E non potrebbe essere diversamente, visto che mai come negli ultimi anni si grida alla giustizia sociale.
Il male avuto e il perdono attengono alla sfera intima, o riguardano anche la coscienza di un popolo, di una collettività? Di una città violentata, ferita?
” Il perdono è un fatto intimo e personale, la solidarietà e la cooperazione riguardano tutta la comunità. E il ricordo, come nel caso di Siani. Un film come quello di Marco Risi o un romanzo come L’abusivo di Franchini possono servire a non dimenticare”
Giuseppe ha vinto, la Mafia ha perso. Hanno scritto in passato sulla storia di Giuseppe di Matteo, vittima dei Corleonesi.
La Mafia come la Camorra puzza uguale.
Sciogliere un bambino nell’acido nitrico.
Ci sono fantasmi che però non fanno dormire. Che hanno un sapore nero, maledetto, sofferto.
Gli domando se l’orrore si può guardare in faccia. Se si può perdonare o almeno dimenticare.
Le sue risposte non sono mai scontate. Sono un modo di vedere insolito e inaspettato:
“Napoli è una città che se anche ha una struttura verticale e qualcuno dice che ti ferisce a morte se la guardi direttamente in faccia, va guardata senza temerla. La verità è sempre celata nell’oscurità, non nella luce della normalità che spesso è peggio del buio. Ma uccidere è un segno di debolezza oltre che di crudeltà.”

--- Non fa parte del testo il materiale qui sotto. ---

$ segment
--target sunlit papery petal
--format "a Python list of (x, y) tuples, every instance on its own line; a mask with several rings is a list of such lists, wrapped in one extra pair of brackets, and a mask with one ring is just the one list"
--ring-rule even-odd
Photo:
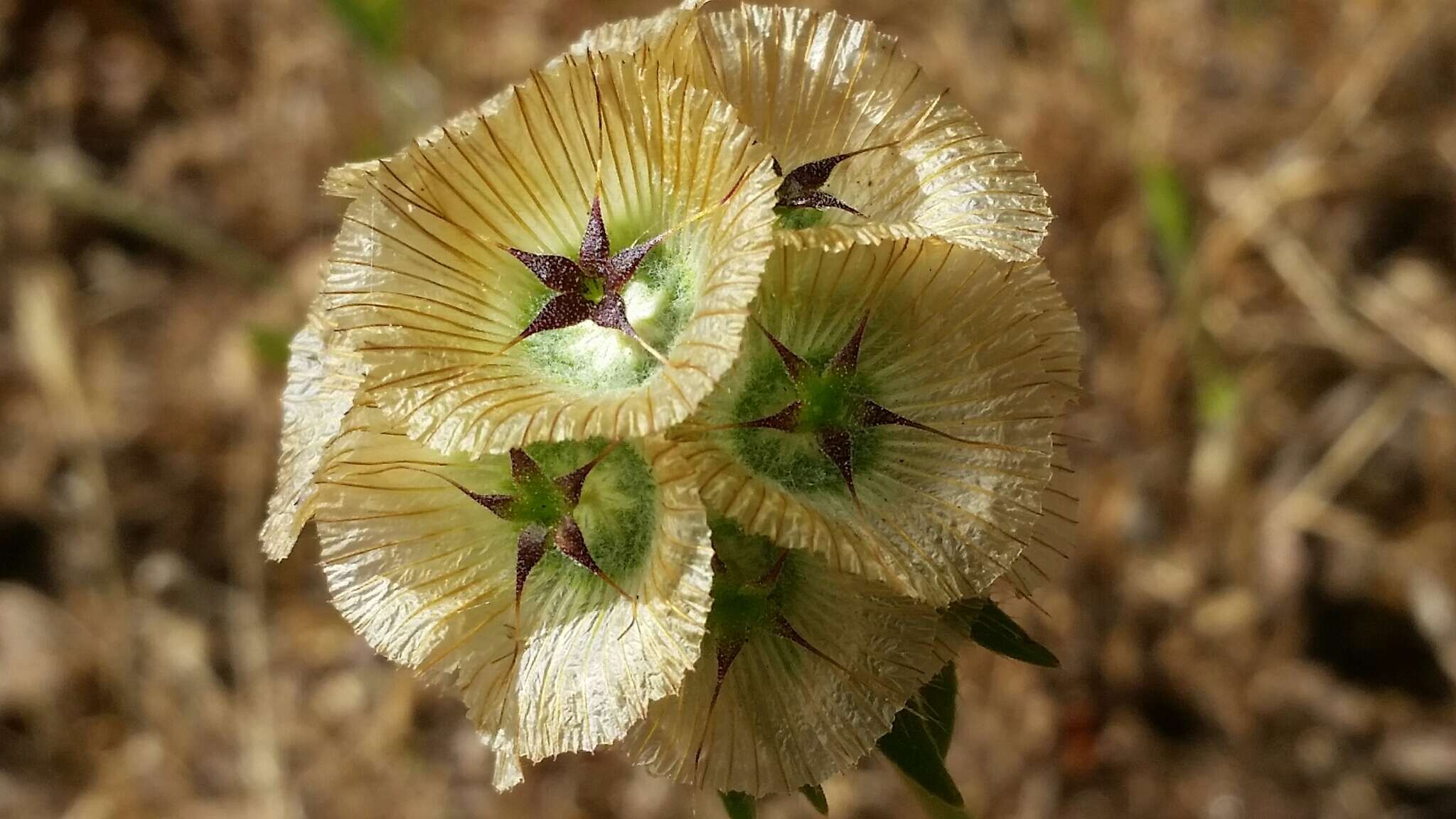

Andata e ritorno dagli inferni. Chiedo quasi soluzioni.
Il bimbo che il protagonista del romanzo Boss ha fatto rapire, per vendicarsi dell’assassinio di suo figlio Michele, scopre il suo lato umano.
Voglio il finale di favole e gli chiedo:
Può la purezza di un bambino far commuovere un Boss? Quel bambino diventa per boss come il figlio assassinato dal clan rivale. E lo aiuta a ritrovare una certa innocenza residua dentro di lui. Si insinua il dubbio. Boss è un personaggio manzoniano e nello stesso tempo tragicamente scespiriano. Nel tuo romanzo “bambi” intenerisce il cuore del cacciatore?
“Il mio cacciatore resta nel dubbio fino alla fine, poi capirà che non ci sarà un dio che interverrà per fermare la sua mano come è accaduto con Abramo.
Lui è solo con la sua coscienza. Il silenzio della natura o di Dio sono un segreto insondabile di fronte al quale restiamo annichiliti.”
E’ sorprendente nel descrivere i contrasti e l’impietosa analisi che fa delle dinamiche interpersonali che rendono più vicino a noi tutti il suo personaggio crudele e sanguinario.
E’ un cantiere gigantesco la sua mente. Un continuo lavoro.
Gli faccio l’ultima domanda.
Hai scritto per Manifesto, Il Mattino e scrivi per Repubblica. Che cosa rappresenta invece per te il mondo Achab?
E’ un momento di vita o un pezzo di cuore?
“Achab rappresenta le ossessioni dello scrittore. La sua battaglia per la vita oltre il male che è dentro di lui. La vera balena è dentro Achab. Il lato avventuroso della scrittura mi affascina perché la letteratura e la vita, pur non coincidendo, sono sangue mischiato. Non c’è uomo che non si confronti con questo tema del viaggio come un insieme di porte strette da superare, e di inferni da attraversare senza restarne intrappolati. Achab è il mio cuore condiviso coi miei compagni di viaggio, senza approdi, ma è l’occasione del viaggio nel modo omerico dell’eterno ritorno, oltre Nietzsche e oltre le colonne d’Ercole”.